So said the owner of a restaurant near a major ski resort in New Hampshire, when he was asked what he wrote about in his restaurant blog. Its purpose: to retain customers. Not “to sell sandwiches via PayPal” nor to tell strangers they should come and eat.
So how would his blog help him get new customers?
“Word of mouth,” he said. From happy customers who read his blog.
And to keep his patrons interested in his place during the off months, his blog talks about what his patrons talk about, like ski and river conditions, historic tidbits on a perilous ravine right in his backyard where extreme skiing began…(From the blog book, Naked Conversations.)

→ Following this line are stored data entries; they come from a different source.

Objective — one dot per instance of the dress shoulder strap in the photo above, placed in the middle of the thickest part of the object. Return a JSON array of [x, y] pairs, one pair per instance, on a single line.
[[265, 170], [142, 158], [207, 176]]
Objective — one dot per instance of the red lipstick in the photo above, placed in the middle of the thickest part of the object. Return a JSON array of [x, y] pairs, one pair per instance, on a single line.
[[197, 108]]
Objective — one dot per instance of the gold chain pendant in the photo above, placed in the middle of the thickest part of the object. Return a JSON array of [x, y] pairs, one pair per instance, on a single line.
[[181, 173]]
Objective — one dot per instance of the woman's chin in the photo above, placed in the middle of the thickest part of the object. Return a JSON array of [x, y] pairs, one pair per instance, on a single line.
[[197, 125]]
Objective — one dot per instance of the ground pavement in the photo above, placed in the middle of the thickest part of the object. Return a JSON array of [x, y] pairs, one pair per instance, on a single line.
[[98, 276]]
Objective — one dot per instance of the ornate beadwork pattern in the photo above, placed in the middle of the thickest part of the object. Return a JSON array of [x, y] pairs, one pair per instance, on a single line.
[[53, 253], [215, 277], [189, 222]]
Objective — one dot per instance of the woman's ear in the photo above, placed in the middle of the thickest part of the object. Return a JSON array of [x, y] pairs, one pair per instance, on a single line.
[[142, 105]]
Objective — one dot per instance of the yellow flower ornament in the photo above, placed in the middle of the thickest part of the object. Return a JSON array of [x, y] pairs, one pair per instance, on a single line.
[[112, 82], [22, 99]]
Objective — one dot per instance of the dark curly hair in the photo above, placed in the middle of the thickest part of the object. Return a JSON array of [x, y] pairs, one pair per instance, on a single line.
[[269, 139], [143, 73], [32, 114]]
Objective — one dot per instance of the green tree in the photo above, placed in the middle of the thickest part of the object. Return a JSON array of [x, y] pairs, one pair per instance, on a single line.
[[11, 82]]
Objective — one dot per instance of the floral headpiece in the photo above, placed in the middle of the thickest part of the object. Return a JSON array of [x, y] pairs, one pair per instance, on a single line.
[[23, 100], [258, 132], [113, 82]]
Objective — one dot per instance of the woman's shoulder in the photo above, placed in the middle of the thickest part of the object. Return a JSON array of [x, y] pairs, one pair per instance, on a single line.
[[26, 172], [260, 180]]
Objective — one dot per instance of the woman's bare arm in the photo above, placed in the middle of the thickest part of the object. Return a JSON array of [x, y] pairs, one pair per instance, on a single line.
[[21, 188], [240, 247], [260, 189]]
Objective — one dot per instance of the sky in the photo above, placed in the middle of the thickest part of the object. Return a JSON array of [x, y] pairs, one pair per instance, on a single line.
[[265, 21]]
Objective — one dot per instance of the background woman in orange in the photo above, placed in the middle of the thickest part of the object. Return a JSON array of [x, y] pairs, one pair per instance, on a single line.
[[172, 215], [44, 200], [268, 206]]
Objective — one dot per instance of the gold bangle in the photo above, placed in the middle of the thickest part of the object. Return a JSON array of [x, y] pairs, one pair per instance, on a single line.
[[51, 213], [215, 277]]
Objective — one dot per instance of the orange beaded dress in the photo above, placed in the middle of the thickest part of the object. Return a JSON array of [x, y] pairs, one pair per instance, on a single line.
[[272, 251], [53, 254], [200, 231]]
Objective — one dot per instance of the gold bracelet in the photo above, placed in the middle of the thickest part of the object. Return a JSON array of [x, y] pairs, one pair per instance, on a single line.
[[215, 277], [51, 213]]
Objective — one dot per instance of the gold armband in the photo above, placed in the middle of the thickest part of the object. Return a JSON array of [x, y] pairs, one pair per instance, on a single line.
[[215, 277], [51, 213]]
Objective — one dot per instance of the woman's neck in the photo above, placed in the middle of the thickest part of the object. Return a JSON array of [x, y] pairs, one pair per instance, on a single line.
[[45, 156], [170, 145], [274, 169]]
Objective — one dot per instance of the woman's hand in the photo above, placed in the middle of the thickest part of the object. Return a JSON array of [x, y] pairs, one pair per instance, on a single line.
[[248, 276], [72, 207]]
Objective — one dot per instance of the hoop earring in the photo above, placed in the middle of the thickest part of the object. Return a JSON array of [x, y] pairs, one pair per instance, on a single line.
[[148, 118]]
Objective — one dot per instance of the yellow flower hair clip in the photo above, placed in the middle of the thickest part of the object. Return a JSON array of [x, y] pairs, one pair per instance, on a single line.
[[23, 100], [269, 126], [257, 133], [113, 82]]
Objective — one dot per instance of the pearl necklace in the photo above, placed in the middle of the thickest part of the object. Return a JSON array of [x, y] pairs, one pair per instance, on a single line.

This is of course the idea in Seth Godin’s little ebook “Flipping the Funnel.” Let your happy customers sing your praises to bring in new converts for your new thing. Not you.
“No one wants to hear how wonderful we think we are.”
But tell that to network marketers. Each one’s program is touted as “the greatest thing since…” and everyone’s products “sell themselves.” Other marketers do it too: the wrong people are doing the talking. (Thanks gulliver, for this link.)
Almost no one believes marketers anymore, and the more they scream about how they’re the best, biggest, brightest and finest, the more suspicious we all become.
When I was teaching English as a Second Language years ago at Boston University, the teacher trainer I had told me I should talk louder to my students – newly arrived Vietnamese learning English.
I never forgot that. TALK LOUDER? The problem was not their hearing. They didn’t understand the words. Their hearing was fine.
Talking louder is not the answer in our business either. Not when the wrong people are doing the talking.
Kim Klaver | Klaver | marketing |
direct marketing|networkmarketing|sales training |motivation| self improvement
As you have said before, Kim, these issues are not unique to our industry – people “telling” how great they are or how great their product or opportunity is, or using the wrong types of testimonials. I just received an e-mail “telling” me all about the developers behind a new condo project here in Las Vegas, and how owning a unit there was the best investment I could make, and how they’d go fast so I “needed” to act now. Sounded like many a network marketing “script”. Many are turned off by all this, yet have unconsciously been guilty of the same actions.
Seems to me when one is clear on their purpose and intention to serve (values), lives in gratitude and recognition of the source of all their gifts and stays on the creative plane (versus the competitive one), then the ego dissolves and one can then truly do unto others – as they would prefer to be done unto, not as the doer wills.
There’s a huge difference between taking pride in one’s work/life/offerings and vocalizing the greatness thereof. The former sends out monumental attractor factors, the latter, the ultimate repellant.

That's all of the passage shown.